More than six-hundred journalists have credentials for the new international press center in Baghdad. Many of the journalists write for more than two-hundred Iraqi newspapers now in circulation. This burgeoning free press is encouraging democratic political debate in Iraq.
Some of the news appearing in Iraqi newspapers is critical of the U.S.-led coalition. But U.S. State Department deputy spokesman Adam Ereli says that what is going on today is “in marked contrast to what we were...seeing in Iraq a little over a year ago, with the stage-managed and controlled showpieces by Iraq’s Baathist minister of information”:
“We respect the rights of people to express their opinion -- even, and I suppose -- especially when they’re different from our own, because...nothing, I think, bears greater testimony and speaks more eloquently to the values that we are trying to promote in Iraq and trying to help the Iraqi people embrace and develop than the ability to dissent peacefully, openly, in full respect of each other’s differing views.”

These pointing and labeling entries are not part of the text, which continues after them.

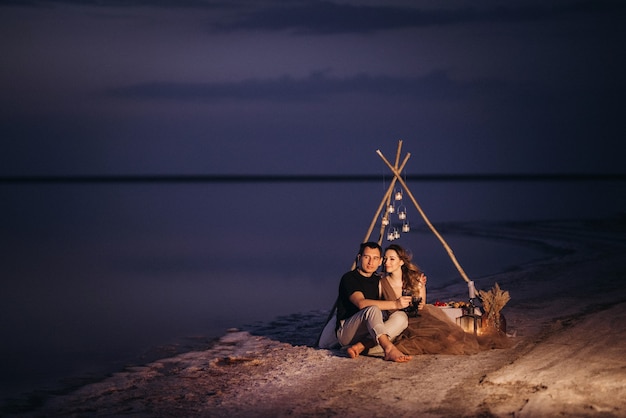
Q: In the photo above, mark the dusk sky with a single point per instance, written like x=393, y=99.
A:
x=311, y=87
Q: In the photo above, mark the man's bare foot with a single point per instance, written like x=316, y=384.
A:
x=393, y=354
x=355, y=350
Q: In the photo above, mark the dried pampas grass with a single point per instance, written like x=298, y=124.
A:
x=493, y=301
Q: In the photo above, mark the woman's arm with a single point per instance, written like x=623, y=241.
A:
x=358, y=300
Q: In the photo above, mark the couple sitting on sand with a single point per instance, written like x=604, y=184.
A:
x=371, y=316
x=370, y=308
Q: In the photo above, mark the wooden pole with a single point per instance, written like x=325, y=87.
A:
x=386, y=199
x=419, y=209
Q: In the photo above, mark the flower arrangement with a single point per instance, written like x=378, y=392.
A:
x=452, y=304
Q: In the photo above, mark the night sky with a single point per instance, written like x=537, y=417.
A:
x=171, y=87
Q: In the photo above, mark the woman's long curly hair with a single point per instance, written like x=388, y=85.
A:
x=410, y=271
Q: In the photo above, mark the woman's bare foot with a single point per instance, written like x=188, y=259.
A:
x=393, y=354
x=355, y=350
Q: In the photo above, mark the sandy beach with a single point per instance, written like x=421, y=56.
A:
x=567, y=318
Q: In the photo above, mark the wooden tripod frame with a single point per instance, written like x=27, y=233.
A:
x=397, y=170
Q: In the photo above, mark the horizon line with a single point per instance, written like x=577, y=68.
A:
x=302, y=178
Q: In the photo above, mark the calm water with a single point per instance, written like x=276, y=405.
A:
x=95, y=275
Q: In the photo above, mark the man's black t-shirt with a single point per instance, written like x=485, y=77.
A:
x=352, y=282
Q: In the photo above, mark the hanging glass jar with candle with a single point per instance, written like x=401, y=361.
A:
x=402, y=212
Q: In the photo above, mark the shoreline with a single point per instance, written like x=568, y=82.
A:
x=276, y=357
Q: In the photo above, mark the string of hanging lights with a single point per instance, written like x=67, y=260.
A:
x=395, y=206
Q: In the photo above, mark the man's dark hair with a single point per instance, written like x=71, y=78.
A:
x=370, y=244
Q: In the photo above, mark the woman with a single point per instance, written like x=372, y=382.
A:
x=431, y=331
x=403, y=277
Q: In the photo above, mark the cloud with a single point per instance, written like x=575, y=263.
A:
x=325, y=17
x=317, y=86
x=328, y=17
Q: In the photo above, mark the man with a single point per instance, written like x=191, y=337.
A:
x=361, y=322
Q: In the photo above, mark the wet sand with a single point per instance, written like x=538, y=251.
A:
x=567, y=318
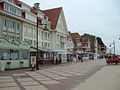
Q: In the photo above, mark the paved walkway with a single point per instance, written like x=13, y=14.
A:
x=61, y=77
x=106, y=79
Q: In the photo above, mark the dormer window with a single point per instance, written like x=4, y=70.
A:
x=9, y=1
x=12, y=10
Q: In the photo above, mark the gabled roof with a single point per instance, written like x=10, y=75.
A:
x=53, y=15
x=74, y=36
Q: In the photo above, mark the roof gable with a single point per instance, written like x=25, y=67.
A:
x=74, y=36
x=53, y=15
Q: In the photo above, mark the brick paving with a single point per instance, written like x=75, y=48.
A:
x=56, y=77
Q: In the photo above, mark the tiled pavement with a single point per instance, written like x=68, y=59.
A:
x=55, y=78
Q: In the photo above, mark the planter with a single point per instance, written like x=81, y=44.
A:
x=8, y=63
x=21, y=62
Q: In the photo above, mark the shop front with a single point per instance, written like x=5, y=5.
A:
x=13, y=54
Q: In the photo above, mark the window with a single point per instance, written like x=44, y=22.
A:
x=9, y=54
x=12, y=10
x=11, y=26
x=23, y=54
x=9, y=1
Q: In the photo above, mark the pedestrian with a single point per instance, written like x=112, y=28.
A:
x=74, y=59
x=56, y=61
x=60, y=60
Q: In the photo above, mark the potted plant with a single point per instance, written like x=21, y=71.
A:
x=21, y=62
x=8, y=63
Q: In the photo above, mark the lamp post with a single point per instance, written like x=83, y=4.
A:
x=37, y=55
x=113, y=46
x=37, y=66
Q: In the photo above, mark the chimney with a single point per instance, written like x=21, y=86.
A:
x=36, y=6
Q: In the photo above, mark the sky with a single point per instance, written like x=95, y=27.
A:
x=97, y=17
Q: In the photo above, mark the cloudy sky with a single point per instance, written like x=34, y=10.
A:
x=97, y=17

Iraq’s writers, poets, and artists are also enjoying their newly won freedom. The Hassan Amji café in Baghdad was a place where many of Iraq’s artists congregated. But during the Saddam Hussein regime, they were afraid to express their opinions in public. Now, they have returned.
At the café is Adil Ali Safer, a writer of short stories and plays. He told a Washington Times newspaper reporter that, “A literary man has to be free, not to sell his talent, but to dedicate his talent to the truth.” Mr. Safer said he was “sorry that so many literary people devoted their talent to praising the former regime.” Now, with Saddam Hussein gone, he says, “It’s as if a huge boulder was removed from the chest of the Iraqi people."